Question

How to extract the longest isoform from multi fasta file

1

Entering edit mode

9.7 years ago

jon.brate ▴ 290

Hi,

I have a fasta file of transcript sequences and some of the transcripts are in multiple isoforms.

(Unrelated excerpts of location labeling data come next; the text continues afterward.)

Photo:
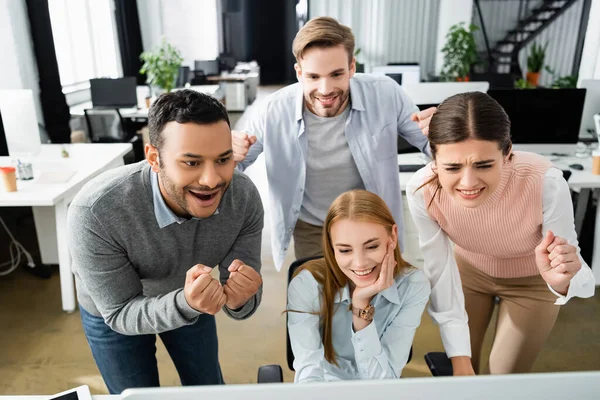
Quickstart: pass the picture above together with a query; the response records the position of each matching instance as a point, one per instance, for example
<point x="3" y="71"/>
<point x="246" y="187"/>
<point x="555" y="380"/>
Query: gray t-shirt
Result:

I want to make a uniq list of the transcripts and choose the longest sequence where a transcript has several isoforms.

Like this:

Original:

>scitn003313.1
CCCTGGCAATCTAAGCCACTGCCGG
>scitn003313.2
GCAATTGTTACTGTCAAAATGATACAACAAAAAAAAGGTCC
>scitn005976.1
GGCAAAGAAGGAGACAAACCAGCAGGATATACATGAAACCTATAATTGAGCAGAGATTTTA

Unique:

>scitn003313.2
GCAATTGTTACTGTCAAAATGATACAACAAAAAAAAGGTCC
>scitn005976.1
GGCAAAGAAGGAGACAAACCAGCAGGATATACATGAAACCTATAATTGAGCAGAGATTTTA

perl extract fasta python isoform • 14k views

ADD COMMENT • link updated 15 days ago by Madeleine • 0 • written 9.7 years ago by jon.brate ▴ 290

5

Entering edit mode

9.7 years ago

Philippe ★ 1.9k

A small script using the seqinr library in R. Maybe not the most straightforward but I wrote this quickly.

# Loading library seqinr
library(seqinr)

# Loading your input file
fa <- read.fasta("input.fa")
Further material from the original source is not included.